Interobserver2: The Interobserver2 dataset includes CT scans of the lung, annotated with lung nodules by multiple observers. It is available through the Lung Image Database Consortium (LIDC).
LUNGxAI: The LUNGxAI dataset includes CT scans of the lung, along with annotations of lung nodules. It is available through the LUNGxAI website.
CBICA: The Center for Biomedical Image Computing and Analytics (CBICA) Lung dataset includes CT scans of the lung, along with annotations of lung nodules. It is available through the CBICA website.
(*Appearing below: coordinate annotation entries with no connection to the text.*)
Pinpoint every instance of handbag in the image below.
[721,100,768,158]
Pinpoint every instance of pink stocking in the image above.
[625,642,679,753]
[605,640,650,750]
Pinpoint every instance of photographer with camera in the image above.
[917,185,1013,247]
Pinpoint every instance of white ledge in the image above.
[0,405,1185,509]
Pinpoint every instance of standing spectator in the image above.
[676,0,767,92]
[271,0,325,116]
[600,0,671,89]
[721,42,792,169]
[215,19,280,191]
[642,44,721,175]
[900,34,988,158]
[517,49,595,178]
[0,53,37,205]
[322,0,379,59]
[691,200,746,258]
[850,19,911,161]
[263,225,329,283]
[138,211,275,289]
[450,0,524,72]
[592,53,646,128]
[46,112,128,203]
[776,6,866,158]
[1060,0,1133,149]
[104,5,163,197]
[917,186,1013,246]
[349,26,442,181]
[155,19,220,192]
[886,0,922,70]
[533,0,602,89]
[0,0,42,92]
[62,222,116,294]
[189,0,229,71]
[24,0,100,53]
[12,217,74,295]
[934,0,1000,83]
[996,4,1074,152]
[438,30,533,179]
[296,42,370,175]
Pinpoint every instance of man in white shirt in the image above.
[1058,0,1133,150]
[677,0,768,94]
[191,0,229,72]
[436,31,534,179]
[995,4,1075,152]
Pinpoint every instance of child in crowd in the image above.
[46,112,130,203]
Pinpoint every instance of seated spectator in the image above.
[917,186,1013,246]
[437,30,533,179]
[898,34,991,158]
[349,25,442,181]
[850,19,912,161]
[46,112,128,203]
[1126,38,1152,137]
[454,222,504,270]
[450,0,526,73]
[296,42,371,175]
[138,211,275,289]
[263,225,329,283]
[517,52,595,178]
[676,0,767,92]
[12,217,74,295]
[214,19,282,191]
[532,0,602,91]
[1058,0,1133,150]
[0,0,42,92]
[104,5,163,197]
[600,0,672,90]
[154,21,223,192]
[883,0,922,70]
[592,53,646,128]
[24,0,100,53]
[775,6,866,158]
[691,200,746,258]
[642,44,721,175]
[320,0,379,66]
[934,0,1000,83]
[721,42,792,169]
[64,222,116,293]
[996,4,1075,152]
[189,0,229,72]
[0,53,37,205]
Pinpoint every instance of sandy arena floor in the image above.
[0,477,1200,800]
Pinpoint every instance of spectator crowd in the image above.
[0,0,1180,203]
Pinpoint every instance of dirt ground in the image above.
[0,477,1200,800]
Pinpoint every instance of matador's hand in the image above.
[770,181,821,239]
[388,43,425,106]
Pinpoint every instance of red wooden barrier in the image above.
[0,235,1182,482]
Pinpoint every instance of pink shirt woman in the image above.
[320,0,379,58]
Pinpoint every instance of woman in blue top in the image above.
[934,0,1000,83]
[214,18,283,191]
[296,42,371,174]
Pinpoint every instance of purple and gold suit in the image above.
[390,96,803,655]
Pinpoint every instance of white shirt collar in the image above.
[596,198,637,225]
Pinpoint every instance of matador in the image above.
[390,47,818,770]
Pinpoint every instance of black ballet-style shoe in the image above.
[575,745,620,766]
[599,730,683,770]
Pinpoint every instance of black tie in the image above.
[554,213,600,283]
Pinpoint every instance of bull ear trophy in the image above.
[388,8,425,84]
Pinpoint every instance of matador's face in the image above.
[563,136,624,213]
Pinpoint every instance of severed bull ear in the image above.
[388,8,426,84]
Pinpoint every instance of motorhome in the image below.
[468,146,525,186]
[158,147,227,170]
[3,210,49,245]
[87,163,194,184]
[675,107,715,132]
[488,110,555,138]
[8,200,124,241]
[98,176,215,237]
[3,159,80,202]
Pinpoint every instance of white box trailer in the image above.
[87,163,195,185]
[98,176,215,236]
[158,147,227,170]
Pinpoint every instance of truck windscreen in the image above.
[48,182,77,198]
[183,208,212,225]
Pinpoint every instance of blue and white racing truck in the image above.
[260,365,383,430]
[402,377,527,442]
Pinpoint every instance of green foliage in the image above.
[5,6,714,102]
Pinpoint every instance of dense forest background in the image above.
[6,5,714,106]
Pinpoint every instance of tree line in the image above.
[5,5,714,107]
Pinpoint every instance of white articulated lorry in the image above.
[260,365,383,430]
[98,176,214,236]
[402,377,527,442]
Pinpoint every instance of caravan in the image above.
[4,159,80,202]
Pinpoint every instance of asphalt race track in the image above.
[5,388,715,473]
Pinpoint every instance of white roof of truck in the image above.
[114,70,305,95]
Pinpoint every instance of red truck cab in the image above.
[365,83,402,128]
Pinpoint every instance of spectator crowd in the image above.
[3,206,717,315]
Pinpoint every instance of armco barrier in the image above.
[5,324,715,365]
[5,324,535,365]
NSCLC-Radiomics-Survival: The Non-Small Cell Lung Cancer Radiomics-Survival dataset includes CT scans of lung tumors, along with radiomic features extracted from the scans and survival data. It is available through the Cancer Imaging Archive (TCIA).
NSCLC-Radiomics-OverallSurvival: The Non-Small Cell Lung Cancer Radiomics-OverallSurvival dataset includes CT scans of lung tumors, along with radiomic features extracted from the scans and overall survival data. It is available through the Cancer Imaging Archive (TCIA).
CPTAC-LSCC: The Clinical Proteomic Tumor Analysis Consortium (CPTAC) Lung Squamous Cell Carcinoma dataset includes proteomic and phosphoproteomic data from patients with lung squamous cell carcinoma. It is available through the Proteomic Data Commons (PDC).
LUNGx Image Collection: The LUNGx Image Collection includes CT scans of the lung, along with annotations of lung nodules. It is available through the LUNGx Challenge website.
LSSC: The Lung Squamous Cell Carcinoma dataset includes genomic data from patients with lung squamous cell carcinoma. It is available through The Cancer Genome Atlas (TCGA).
LUSC: The Lung Adenocarcinoma dataset includes genomic data from patients with lung adenocarcinoma. It is available through The Cancer Genome Atlas (TCGA).
ADC: The Adenocarcinoma dataset includes genomic data from patients with lung adenocarcinoma. It is available through The Cancer Genome Atlas (TCGA).
LC25000: The LC25000 dataset includes CT scans of the lung, along with annotations of lung nodules. It is available through the TCIA.
Lung1: The Lung1 dataset includes CT scans of the lung, annotated with lung nodules. It is available through the LIDC.
Lung2: The Lung2 dataset includes CT scans of the lung, annotated with lung nodules. It is available through the LIDC.
Lung3: The Lung3 dataset includes CT scans of the lung, annotated with lung nodules. It is available through the LIDC.
Lung4: The Lung4 dataset includes CT scans of the lung, annotated with lung nodules. It is available through the LIDC.
LUNA16: The LUNA16 dataset includes CT scans of the lung, annotated with lung nodules. It is available through the LUNA16 website.
TCIA-Pancreas: The Pancreas CT dataset includes CT scans of the pancreas, along with annotations of pancreatic tumors. It is available through the TCIA.
QIN-HEADNECK: The Quantitative Imaging Network (QIN) Head and Neck dataset includes CT scans of the head and neck, along with annotations of tumors. It is available through the TCIA.
CPTAC-LUAD: The Clinical Proteomic Tumor Analysis Consortium (CPTAC) Lung Adenocarcinoma dataset includes proteomic and phosphoproteomic data from patients with lung adenocarcinoma. It is available through the PDC.